Orbital Anatomy of Self-Interaction in Kohn-Sham Density Functional Theory

TL;DR

This paper investigates the orbital-dependent nature of self-interaction errors in Kohn-Sham DFT, proposing a unique decomposition of energies and analyzing the impact of self-interaction corrections on various functionals.

Contribution

It introduces a method to uniquely define and decompose self-interaction and exchange energies into orbital contributions using an orthogonal Hartree ansatz.

Findings

Per-orbital energy breakdown reveals error cancellations between core and valence orbitals.

Self-interaction correction disrupts error cancellation, explaining its limited effect on some functionals.

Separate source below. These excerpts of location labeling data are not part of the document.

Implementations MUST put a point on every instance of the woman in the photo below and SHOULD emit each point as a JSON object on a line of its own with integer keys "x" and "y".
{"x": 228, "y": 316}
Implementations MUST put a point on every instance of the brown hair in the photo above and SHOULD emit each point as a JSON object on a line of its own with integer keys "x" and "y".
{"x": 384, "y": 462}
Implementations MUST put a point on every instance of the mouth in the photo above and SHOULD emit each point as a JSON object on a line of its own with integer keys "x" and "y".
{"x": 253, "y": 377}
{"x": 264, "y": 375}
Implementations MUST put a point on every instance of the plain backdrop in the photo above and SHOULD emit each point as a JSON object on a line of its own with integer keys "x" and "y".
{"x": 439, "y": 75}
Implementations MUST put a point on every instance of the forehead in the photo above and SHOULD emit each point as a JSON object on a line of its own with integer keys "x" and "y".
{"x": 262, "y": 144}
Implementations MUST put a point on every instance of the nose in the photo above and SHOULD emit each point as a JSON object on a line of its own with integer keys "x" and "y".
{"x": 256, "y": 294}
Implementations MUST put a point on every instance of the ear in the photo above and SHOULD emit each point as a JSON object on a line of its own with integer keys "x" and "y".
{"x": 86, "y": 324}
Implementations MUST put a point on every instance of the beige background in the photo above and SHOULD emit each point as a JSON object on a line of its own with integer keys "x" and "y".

Analysis of Jacob's ladder functionals shows varying accuracy in predicting exchange energies.

Abstract

Self-interaction is a fundamental flaw of practical Kohn-Sham Density Functional Theory (KS DFT) approximations responsible for numerous qualitative and even catastrophic shortcomings. Whereas self-interaction is easy to characterize in one-electron systems, its orbital-dependent nature makes it difficult to uniquely define and decompose it and other components of the KS energy into orbital components. By starting from the orthogonal Hartree ansatz as the exchange-free self-interaction-free model, it is possible to uniquely define self-interaction and genuine exchange total energies as well as their decomposition into orbital contributions. Using Edmiston-Ruedenberg orbitals as a close numerical surrogate of the Hartree orbitals we investigate the accuracy of genuine exchange energies predicted by several levels of Jacob's ladder of functionals and their Perdew-Zunger (PZ) self-interaction corrected counterparts. Among several notable insights provided by the per-orbital breakdown of the KS energies the key is the delicate cancellation of errors between core and valence orbitals that belies the remarkable accuracy of many functionals (particularly, GGAs). Disruption of the cancellation by the PZ correction accounts for its relatively modest impact on GGAs and other semilocal functionals.